The Beginning: A Focus on Education

Felicity Coltman - Photo by Matt Rourke/AA-S Founded by Felicity Coltman in 1981 to offer a summer chamber music workshop to junior and senior high school musicians, the program immediately added school-year classes that met on Saturdays. These school-year classes, now called the Academy, and the summer workshop are still of primary importance. Graduates of the program include many professional musicians, including the cellist of the Jupiter String Quartet, violist of the Maia Quartet, principal oboist with the National Symphony, principal bassoonist of the Houston Symphony, principal clarinetist of the New Mexico Symphony Orchestra, multiple members of the Austin and San Antonio Symphonies, and countless music educators.
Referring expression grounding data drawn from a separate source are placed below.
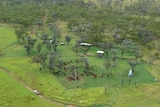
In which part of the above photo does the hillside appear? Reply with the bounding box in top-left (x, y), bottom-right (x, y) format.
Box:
top-left (0, 0), bottom-right (160, 107)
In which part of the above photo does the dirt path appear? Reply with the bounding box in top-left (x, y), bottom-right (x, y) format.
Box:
top-left (0, 67), bottom-right (77, 107)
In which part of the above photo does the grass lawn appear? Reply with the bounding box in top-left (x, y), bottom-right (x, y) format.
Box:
top-left (57, 56), bottom-right (155, 89)
top-left (0, 69), bottom-right (65, 107)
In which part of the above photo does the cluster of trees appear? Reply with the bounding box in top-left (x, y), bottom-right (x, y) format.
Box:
top-left (0, 0), bottom-right (84, 6)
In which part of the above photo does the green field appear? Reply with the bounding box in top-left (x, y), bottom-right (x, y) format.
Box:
top-left (0, 24), bottom-right (160, 107)
top-left (57, 57), bottom-right (155, 89)
top-left (0, 68), bottom-right (65, 107)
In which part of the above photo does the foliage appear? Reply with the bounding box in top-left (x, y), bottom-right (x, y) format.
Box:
top-left (15, 27), bottom-right (27, 43)
top-left (65, 35), bottom-right (72, 45)
top-left (138, 27), bottom-right (154, 45)
top-left (127, 59), bottom-right (138, 70)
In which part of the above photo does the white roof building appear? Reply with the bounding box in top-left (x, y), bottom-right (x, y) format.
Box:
top-left (96, 51), bottom-right (104, 54)
top-left (80, 43), bottom-right (92, 46)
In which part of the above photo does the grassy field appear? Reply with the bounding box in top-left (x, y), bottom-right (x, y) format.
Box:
top-left (0, 26), bottom-right (16, 50)
top-left (0, 68), bottom-right (65, 107)
top-left (0, 24), bottom-right (160, 107)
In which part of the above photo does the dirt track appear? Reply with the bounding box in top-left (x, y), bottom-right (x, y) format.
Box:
top-left (0, 67), bottom-right (77, 107)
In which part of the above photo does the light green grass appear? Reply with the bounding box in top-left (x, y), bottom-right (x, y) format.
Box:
top-left (0, 69), bottom-right (65, 107)
top-left (0, 26), bottom-right (16, 50)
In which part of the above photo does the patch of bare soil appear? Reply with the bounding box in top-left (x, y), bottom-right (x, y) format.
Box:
top-left (67, 105), bottom-right (77, 107)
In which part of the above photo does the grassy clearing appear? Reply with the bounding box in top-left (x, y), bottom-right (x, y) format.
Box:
top-left (0, 24), bottom-right (160, 107)
top-left (0, 69), bottom-right (65, 107)
top-left (113, 84), bottom-right (160, 107)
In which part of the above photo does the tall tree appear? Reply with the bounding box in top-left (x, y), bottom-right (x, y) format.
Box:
top-left (35, 19), bottom-right (43, 29)
top-left (36, 44), bottom-right (42, 53)
top-left (24, 44), bottom-right (32, 55)
top-left (104, 58), bottom-right (114, 77)
top-left (15, 27), bottom-right (26, 43)
top-left (40, 34), bottom-right (49, 44)
top-left (119, 45), bottom-right (126, 59)
top-left (31, 53), bottom-right (47, 70)
top-left (83, 57), bottom-right (90, 72)
top-left (65, 35), bottom-right (72, 45)
top-left (127, 59), bottom-right (138, 71)
top-left (138, 27), bottom-right (154, 45)
top-left (103, 41), bottom-right (114, 58)
top-left (87, 22), bottom-right (105, 43)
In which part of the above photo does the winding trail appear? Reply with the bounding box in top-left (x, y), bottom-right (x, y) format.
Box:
top-left (0, 67), bottom-right (77, 107)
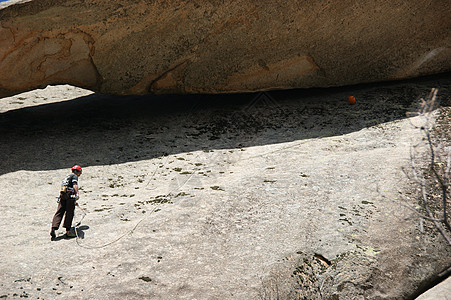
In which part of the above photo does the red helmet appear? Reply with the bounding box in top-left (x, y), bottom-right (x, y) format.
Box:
top-left (72, 165), bottom-right (82, 174)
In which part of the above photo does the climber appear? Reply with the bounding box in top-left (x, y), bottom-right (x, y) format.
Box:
top-left (50, 165), bottom-right (82, 240)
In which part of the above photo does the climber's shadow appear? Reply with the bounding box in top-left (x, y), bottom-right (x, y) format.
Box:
top-left (74, 225), bottom-right (89, 239)
top-left (51, 235), bottom-right (67, 242)
top-left (50, 225), bottom-right (89, 241)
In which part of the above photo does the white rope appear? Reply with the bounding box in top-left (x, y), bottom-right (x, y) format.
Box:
top-left (72, 93), bottom-right (299, 249)
top-left (73, 160), bottom-right (198, 249)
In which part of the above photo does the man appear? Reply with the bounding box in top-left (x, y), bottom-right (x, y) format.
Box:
top-left (50, 165), bottom-right (82, 240)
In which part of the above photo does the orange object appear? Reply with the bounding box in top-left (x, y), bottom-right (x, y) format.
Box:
top-left (348, 95), bottom-right (356, 105)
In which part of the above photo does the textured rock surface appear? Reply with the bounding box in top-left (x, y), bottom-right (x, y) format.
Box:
top-left (0, 0), bottom-right (450, 98)
top-left (416, 277), bottom-right (451, 300)
top-left (0, 75), bottom-right (450, 299)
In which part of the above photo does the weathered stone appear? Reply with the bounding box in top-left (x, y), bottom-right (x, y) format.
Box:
top-left (0, 75), bottom-right (450, 299)
top-left (416, 277), bottom-right (451, 300)
top-left (0, 0), bottom-right (450, 98)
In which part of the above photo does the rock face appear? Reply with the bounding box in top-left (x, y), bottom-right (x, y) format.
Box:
top-left (0, 0), bottom-right (450, 98)
top-left (416, 277), bottom-right (451, 300)
top-left (0, 74), bottom-right (450, 299)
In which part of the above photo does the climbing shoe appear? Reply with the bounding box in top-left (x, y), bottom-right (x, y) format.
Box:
top-left (50, 231), bottom-right (56, 240)
top-left (65, 232), bottom-right (76, 238)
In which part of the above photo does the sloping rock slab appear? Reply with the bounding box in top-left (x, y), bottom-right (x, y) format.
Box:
top-left (0, 75), bottom-right (450, 299)
top-left (416, 277), bottom-right (451, 300)
top-left (0, 0), bottom-right (450, 98)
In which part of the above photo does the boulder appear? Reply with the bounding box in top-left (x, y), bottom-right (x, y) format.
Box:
top-left (0, 0), bottom-right (450, 98)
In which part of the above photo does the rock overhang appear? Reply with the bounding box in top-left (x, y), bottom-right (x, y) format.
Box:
top-left (0, 0), bottom-right (450, 99)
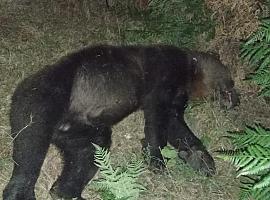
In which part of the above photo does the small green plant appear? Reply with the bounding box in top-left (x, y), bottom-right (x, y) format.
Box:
top-left (93, 144), bottom-right (146, 200)
top-left (161, 145), bottom-right (178, 167)
top-left (217, 125), bottom-right (270, 200)
top-left (241, 19), bottom-right (270, 97)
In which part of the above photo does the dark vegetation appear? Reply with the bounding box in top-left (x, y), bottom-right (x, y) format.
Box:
top-left (118, 0), bottom-right (215, 47)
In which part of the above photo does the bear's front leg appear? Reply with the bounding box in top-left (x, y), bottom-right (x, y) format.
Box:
top-left (143, 90), bottom-right (170, 170)
top-left (167, 93), bottom-right (216, 176)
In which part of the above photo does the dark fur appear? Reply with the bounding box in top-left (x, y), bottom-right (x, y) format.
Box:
top-left (3, 45), bottom-right (239, 200)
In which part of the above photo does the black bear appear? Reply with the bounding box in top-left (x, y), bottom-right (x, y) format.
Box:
top-left (3, 45), bottom-right (239, 200)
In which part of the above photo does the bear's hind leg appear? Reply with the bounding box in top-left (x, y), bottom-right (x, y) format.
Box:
top-left (3, 115), bottom-right (53, 200)
top-left (50, 126), bottom-right (112, 200)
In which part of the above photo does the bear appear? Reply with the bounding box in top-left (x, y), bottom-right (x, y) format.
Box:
top-left (3, 44), bottom-right (239, 200)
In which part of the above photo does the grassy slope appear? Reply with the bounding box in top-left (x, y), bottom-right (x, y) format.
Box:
top-left (0, 0), bottom-right (269, 199)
A successful in-school collaboration, which provides weekly chamber music coaching for band and orchestra students at the Fine Arts Academy at McCallum High School, was begun in 1997. Three other schools have been added since then.

An international exchange program provides opportunities for ACMC students and faculty to share experiences with teachers and students from established music schools abroad. The first summer for the exchange (1983) involved two separate trips to Europe and a return visit from a Salzburg group! A current partnership with the Robert Schumann Conservatorium in Zwickau, Germany, will result in a trip to Zwickau in the spring of 2011. This visit will mark the ninth exchange between the two schools.

Coaching for adult avocational musicians became a part of the ACMC educational program in 1993 and recently expanded to include an amateur chamber orchestra during the summer workshop.

Live Performance

1988 marked the development of a regular concert season (Intimate Concerts). In 2003, the Intimate Concerts, which are given in elegant private homes, were paired with a sister series (Synchronisms) that features the same program in a public venue.

The summer Austin Chamber Music Festival was created in 1997, and the ensembles presented in the programming have ranged from the The Bad Plus to the Beaux Arts Trio. The festivals’ visiting artists are included in activities at the summer workshop, giving students an opportunity to work closely with world-class artists.

Community outreach concerts have taken place since 1981 and have grown to include a four-concert East Austin series, annual concerts for Hispanic Heritage Month and Black History Month, concerts for community events, retirement centers, Title 1 schools, the Texas School for the Blind, and at the Austin State School. The outreach concerts series has expanded regularly throughout the history of ACMC and now offers over 100 free concerts every year throughout Austin.

img3611 In 2006, Dr. Michelle Schumann was appointed the artistic/executive director of ACMC, accepting the responsibility of leading ACMC after the 25-year tenure of its founder. In her first seasons, ACMC won the highly coveted Austin Critics Table Awards for “Outstanding Season/Body of Work” and “Outstanding Chamber Music Performance.”

Since 2006, ACMC has been nominated over 15 times for awards by the Austin Critics Table and has received the “Outstanding Chamber Music Performance” award on two other occasions as well as the award for “Outstanding Instrumentalist” for the artistic director’s performance of Rhapsody in Blue with the original instrumentation at the opening of the 2008 Austin Chamber Music Festival. Since 2006, Schumann has brought unprecedented growth to audiences in both Season an Festival programs.